Mr. Froehlich had given considerable time to the study of the questions which brought on the Civil War, and, warmly advocating the Union cause, he at once responded to the President's first call for seventy-five thousand volunteers. On the 23d of April, 1861, he enlisted as a member of Company D, Tenth Illinois Infantry, and at Cairo, Ill., was mustered out, July 29, 1861. On the 11th of September of the same year, however, he again entered the service as a member of Company G, Tenth Missouri Infantry, and participated in the battles of Iuka, Corinth, Yazoo Pass Expedition, Raymond, Jackson, Champion Hills, the siege of Vicksburg and the battle of Mission Ridge. At Corinth, on the 4th of October, 1862, he was wounded in the forehead, and at the battle of Champion Hills was wounded in the right leg. His injuries were quite serious, but, nevertheless, he remained with his company until honorably discharged, September 29, 1864. He was then employed in the civil sen*ice in Nashville, as clerk in the Ordinance Department. At his own expense, he returned home to vote for Lincoln, and then again went to Nashville, where he remained until September, 1865, when we once more find him at Oquawka, where he has since made his home.

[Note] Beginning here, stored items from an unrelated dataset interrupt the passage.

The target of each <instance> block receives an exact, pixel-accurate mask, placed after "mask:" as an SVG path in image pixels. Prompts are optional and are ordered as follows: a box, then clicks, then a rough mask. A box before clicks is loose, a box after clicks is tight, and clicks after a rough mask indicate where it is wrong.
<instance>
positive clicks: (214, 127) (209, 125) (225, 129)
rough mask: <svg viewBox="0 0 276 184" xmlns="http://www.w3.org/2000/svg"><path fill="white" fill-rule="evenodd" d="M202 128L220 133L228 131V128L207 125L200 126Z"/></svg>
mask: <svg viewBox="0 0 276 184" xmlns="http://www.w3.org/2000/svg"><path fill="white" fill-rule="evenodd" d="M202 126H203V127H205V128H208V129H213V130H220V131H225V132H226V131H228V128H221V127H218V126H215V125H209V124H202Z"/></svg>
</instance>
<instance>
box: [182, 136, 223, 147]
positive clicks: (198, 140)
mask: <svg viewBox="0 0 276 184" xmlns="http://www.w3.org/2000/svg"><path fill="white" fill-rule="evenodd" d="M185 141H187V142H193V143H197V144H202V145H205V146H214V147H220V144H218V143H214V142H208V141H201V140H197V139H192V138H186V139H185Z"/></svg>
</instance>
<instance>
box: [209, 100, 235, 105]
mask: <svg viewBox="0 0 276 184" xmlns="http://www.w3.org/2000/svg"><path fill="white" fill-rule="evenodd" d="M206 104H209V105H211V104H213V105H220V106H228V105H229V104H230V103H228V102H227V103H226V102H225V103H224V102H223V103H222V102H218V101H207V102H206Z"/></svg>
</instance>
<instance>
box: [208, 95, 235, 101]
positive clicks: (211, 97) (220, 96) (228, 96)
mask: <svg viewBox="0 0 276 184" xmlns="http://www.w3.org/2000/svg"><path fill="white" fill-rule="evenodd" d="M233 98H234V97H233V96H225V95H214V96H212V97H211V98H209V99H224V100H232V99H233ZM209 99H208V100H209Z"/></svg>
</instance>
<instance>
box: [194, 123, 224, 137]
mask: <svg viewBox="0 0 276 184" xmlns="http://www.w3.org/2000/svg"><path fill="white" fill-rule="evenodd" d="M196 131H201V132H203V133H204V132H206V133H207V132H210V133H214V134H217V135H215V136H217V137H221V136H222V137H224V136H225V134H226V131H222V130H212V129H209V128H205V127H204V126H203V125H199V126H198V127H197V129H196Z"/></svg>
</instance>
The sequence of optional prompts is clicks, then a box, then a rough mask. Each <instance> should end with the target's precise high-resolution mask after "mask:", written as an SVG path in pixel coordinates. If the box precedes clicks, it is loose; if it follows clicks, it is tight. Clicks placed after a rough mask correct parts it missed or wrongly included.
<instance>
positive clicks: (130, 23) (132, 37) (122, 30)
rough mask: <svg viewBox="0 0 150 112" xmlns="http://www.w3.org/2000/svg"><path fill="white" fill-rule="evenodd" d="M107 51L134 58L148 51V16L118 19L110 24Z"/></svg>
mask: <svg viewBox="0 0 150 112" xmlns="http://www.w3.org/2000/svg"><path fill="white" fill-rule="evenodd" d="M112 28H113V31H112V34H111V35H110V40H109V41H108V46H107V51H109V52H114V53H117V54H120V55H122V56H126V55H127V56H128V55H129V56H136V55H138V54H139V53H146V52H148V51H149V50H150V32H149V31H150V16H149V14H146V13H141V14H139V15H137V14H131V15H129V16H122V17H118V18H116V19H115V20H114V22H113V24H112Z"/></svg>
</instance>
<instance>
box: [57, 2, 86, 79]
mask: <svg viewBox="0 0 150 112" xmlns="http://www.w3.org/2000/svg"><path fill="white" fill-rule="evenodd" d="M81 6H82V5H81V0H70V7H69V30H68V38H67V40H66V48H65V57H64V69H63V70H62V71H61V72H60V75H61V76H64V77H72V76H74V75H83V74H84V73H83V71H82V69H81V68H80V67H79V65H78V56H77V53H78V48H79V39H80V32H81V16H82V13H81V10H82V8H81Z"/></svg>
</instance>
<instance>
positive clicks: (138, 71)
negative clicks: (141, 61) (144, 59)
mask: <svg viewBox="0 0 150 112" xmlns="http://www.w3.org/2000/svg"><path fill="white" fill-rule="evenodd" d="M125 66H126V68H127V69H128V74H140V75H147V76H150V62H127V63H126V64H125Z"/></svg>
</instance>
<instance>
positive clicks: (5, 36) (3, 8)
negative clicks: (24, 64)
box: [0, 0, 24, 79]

Mr. Froehlich's eye-sight having failed him, so that he could no longer follow his trade, he en- gaged as clerk for a time, and was then elected Constable, in 1866, filling the office for two years. He served as Deputy Assessor in 1867, 1868 and 1869, having half of the county in charge, and in 1868 became Deputy County Clerk, which office he filled until 1877, with the exception of one year. He was then elected County Clerk, which position he continuously filled until 1890, when he became pension attorney and Notary Public. Other offices he has filled, having served as Deputy Circuit Clerk and as Deputy Sheriff, and for five terms he has been Village Clerk, a position which he now occupies. When first elected County Clerk he received a majority of one hundred and ten. At the second election he carried the county by three hundred and seventy-nine; and at the third election by a majority of eleven hundred and twenty-five. No higher testimonial to his efficient and faithful service could be given. The prompt and able manner in which he discharged his duties has gained him the confidence and trust of the entire community, and, feeling that no better officer could be secured, many of the opposing party gave him their votes.
Mr. Froehlich was married November 21, 1865, to Mrs. Margaret Herbertz, who was also a native of Germany. There are four children by Mrs. Froehlich's former marriage, namely: Charles Herbertz, a miner in Colorado; Sophie, residing with her mother; William P., a traveling insurance and building association agent; and Herman J., editor of the Times at Roseville, Warren County, Ill.
Our subject has never had occasion to regret the fact that he sought a home in the New World about the time he started out in life for himself, for here he has made for himself a good living, and has won many friends, who give him their high regard. In politics, he has been a stanch Republican since casting his first Presidential vote for Abraham Lincoln. He belongs to Ellsworth Post No. 172, G.A.R., and has served as its Commander, as Adjutant, Quartermaster, Sergeant-Major and as Quartermaster-Sergeant.